As gravações recuperadas nas investigações da PF demonstram o quão essa gente esteve perto de realizar a derrubada de Lula, com sua prisão e assassinato, juntamente com Alckmin e o ministro do STF Alexandre de Morais. Aliás, foi graças a Xandão, com ações oportunas e tidas por muitos como autoritárias, que impediu o sucesso golpista. Enfim, o pior é que não dá para se dizer que essas hostes degeneradas aprenderam alguma coisa. A democracia venceu, mas é comum ouvir versões aqui e ali de apoio à trupe inconsequente. Só agora as obras do Planalto foram restauradas, o que permitirá sua exposição pública. Com muito custo as políticas públicas foram retomadas e seguem seu curso, permitindo a recuperação do poder de consumo das famílias. 

Mas a sombra do golpismo permanece à espreita, e não sabemos o que teremos nas eleições de 2026, que se aproximam com rapidez. Ainda não vejo uma força popular, democrática, que se apresente de maneira consistente e convincente para a sociedade. O nome de Lula é o único que aparece, mas não vejo como possa lançar mais uma candidatura sem criar forte resistência à direita. Há uma triste impressão de que as atitudes necessárias para impedir uma nova versão da patuscada de 2022 não foram tomadas. Ainda se percebe que esse tumulto brancaleonico encontra respaldo em significativas parcelas da população, haja vista as provocações a respeito do filme Ainda estou aqui, de Walter Salles, um sucesso nacional com mais de 3 milhões de espectadores, que conta de maneira muito delicada o que foi a violência do estado de excessão da ditadura, e mesmo assim produzindo detratores. 

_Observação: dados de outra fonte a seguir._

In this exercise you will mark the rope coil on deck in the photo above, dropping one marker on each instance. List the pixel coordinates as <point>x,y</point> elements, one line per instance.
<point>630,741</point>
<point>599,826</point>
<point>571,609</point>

O que veremos em 2026, que tipo de candidatura, uma vertente trumpista, um fantoche das elites ao estilo Milei? A se considerar o lamentável episódio Pablo Marçal, nas eleições paulistanas, podemos ter dolorosas surpresas. A democracia terá força para redigir um programa de governo capaz de vencer não apenas a eleição majoritária, mas de fazer maioria no legislativo?



06 janeiro 2025

O abominável


Foto de Saul Leiter

 

Há momentos em que me aproximo um pouco mais das lembranças de minhas atuações políticas, claramente mobilizadas pelos embates sindicais e pelo ímpeto de solidariedade, que por um tempo abraçõu a tantos jovens. Mas a era amarga do liberalismo, conectada com outras forças ideológicas mesquinhas, abreviaram e sepultaram os mais rudimentares desejos de engajamento. No português mais claro, demos com os burros na água. Tenho belas passagens parcialmente registradas, o que me permite ainda recuperar algumas lembranças. Os episódios ficam mais visíveis do que as fisionomias, ou seja, as boas disputas políticas do passado estão menos apagadas do que aqueles que estiveram ao meu lado, codo a codo en las calles. 

Há aspectos que consigo preservar com boa lucidez, os autores e a literatura que estudei. Mais do que ler, aprofundei-me em meia dúzia deles pelo prazer, pela beleza, pelo encanto narrativo e talvez isso faça diferença, o frescor das palavras que persistem presentes. E justamente o exercício imaginativo da literatura me faz recordar situações das minhas experiências políticas, de muito antes das aventuras sindicais, que já não sei discernir se fazem parte da realidade ou da ficção. 

Na época do ginásio, de um dia para o outro surgiu um professor cuja única fidelidade com a educação era o indispensável jaleco branco, que vestia quando entrava na sala de aula, esbaforido, já atrasado. Sua expressão emanava um vazio profundo naquilo que queria dizer, provavelmente porque sempre estava atrás do que as pessoas tinham a dizer. Muito se contou depois que fazia parte das catacumbas frias do regime de exceção, onde utilizava o seu vigor físico para arrancar informações de prisioneiros. E que havia sido posto ali para intimidar professores com seus modos bruscos. Quanto a nós, jovens alunos, tínhamos mesmo um desprezo por ele, que se consolidou quando Jocilei, o mais camarada da classe, perguntou por que o jaleco, naquela tarde, estava tão manchado de sangue.